Herzog. Un cuore messo a nudo

Si dice che i romanzi che hanno per titolo il nome del loro protagonista siano dei capolavori. Questo è certamente vero per Herzog, l’opera più conosciuta del premio Nobel americano Saul Bellow. Con una sola differenza: quello che vale per tutti gli antieroi della letteratura non attecchisce nella personalità dell’intellettuale Herzog. Scritto negli anni ‘60 dell’intellettualismo post-kennedyano, è un romanzo a metà tra il récit e una spudorata confessione attraverso le lettere che  scrive Herzog (alter ego di Bellow). Una prosa che regala personaggi memorabili, figure femminili evocate con poche, fulgide parole. 
Nelle contraddizioni e gli impulsi del protagonista, a tutta prima detestabili, vi è una forte carica morale. Herzog frappone, tra sé e il mondo, decine di lettere scritte dal flusso quasi inconsapevole della sua intellettualità. Lettere assurde, visionarie, dolci o malinconiche; destinate ai grandi filosofi della Storia così come al suo psicanalista. O all’amante della moglie, dalla quale si separa con dolore.

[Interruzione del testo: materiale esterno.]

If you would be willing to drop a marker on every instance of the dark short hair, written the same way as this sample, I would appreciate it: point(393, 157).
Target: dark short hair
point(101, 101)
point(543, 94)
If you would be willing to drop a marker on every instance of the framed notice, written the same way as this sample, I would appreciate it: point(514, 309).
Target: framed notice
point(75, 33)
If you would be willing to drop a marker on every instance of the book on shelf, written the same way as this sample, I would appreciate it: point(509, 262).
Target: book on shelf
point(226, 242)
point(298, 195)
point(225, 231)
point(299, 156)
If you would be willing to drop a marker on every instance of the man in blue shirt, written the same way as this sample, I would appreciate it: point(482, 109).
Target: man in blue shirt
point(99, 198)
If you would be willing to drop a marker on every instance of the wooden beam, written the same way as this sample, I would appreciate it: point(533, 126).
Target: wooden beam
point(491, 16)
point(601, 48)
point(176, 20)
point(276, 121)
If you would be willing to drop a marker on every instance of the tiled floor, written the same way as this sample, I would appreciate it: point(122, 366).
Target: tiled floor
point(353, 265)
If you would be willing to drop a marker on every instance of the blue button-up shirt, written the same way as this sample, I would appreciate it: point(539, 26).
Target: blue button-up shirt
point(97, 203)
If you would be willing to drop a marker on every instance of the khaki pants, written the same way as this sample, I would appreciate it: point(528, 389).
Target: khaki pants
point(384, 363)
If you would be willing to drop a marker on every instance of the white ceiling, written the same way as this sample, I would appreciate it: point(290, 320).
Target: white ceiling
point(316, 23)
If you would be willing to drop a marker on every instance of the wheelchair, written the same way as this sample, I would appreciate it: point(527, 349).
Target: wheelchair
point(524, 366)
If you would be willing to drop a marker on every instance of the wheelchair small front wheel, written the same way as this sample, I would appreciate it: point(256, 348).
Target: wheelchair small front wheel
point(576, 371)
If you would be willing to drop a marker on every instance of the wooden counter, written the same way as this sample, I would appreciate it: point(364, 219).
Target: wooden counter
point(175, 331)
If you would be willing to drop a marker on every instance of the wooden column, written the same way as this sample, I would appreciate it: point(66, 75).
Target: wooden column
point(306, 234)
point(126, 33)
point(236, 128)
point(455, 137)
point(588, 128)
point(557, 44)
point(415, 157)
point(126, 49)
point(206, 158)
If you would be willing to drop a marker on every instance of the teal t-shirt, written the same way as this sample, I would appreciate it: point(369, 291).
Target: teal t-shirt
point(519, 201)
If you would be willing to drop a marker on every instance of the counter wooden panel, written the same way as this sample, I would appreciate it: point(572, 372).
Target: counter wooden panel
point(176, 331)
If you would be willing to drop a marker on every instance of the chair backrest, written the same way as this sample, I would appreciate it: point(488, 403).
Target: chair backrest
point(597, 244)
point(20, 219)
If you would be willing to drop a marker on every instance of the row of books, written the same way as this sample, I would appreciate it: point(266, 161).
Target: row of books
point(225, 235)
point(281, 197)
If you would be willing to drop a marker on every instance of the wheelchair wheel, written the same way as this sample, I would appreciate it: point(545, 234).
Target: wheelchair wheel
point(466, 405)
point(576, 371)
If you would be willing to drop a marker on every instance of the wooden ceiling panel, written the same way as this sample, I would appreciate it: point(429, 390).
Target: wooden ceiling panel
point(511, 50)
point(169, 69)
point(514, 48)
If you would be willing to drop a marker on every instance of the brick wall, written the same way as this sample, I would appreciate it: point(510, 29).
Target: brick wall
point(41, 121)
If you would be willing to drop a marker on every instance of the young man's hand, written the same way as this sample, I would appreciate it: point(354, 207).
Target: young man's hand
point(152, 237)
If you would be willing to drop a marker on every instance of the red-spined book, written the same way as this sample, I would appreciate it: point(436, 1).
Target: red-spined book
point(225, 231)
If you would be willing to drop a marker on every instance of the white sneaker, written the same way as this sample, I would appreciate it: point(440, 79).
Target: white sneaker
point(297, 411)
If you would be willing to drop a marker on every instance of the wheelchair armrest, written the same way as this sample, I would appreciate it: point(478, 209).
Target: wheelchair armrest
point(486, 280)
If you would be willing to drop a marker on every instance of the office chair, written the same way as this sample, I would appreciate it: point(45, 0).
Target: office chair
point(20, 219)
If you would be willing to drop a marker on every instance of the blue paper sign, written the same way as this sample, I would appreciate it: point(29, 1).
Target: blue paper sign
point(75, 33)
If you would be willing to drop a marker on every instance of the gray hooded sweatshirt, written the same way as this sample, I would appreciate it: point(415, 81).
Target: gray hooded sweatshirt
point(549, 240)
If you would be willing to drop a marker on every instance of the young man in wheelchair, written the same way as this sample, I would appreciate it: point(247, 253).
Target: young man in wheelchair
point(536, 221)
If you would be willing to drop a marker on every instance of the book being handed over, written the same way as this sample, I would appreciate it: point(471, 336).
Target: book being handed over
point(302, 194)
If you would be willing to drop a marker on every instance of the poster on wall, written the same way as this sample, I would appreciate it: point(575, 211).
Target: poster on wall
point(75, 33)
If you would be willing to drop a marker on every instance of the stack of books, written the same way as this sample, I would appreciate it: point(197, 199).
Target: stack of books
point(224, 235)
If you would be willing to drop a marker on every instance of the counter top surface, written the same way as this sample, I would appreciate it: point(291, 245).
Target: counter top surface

Ma la realtà che tanto gli duole affrontare, oltre che quella di una nuova relazione, è anche quella di un rapporto tormentato con i figli e la propria memoria di ebreo trapiantato in America. In mezzo, l’unico principio vitale che gli interessi: la stesura di un saggio che affronti in maniera definitiva altro che non la vita, ripercorrendo secoli di filosofia. Appare presto chiara un’inestricabile contraddizione: nonostante il ripudio del materialismo egli crede nell’uomo. Da questo fallimento la sua rinascita: “la luce della verità non è mai lontana e nessun essere umano è troppo trascurabile o corrotto per giungere ad essa”.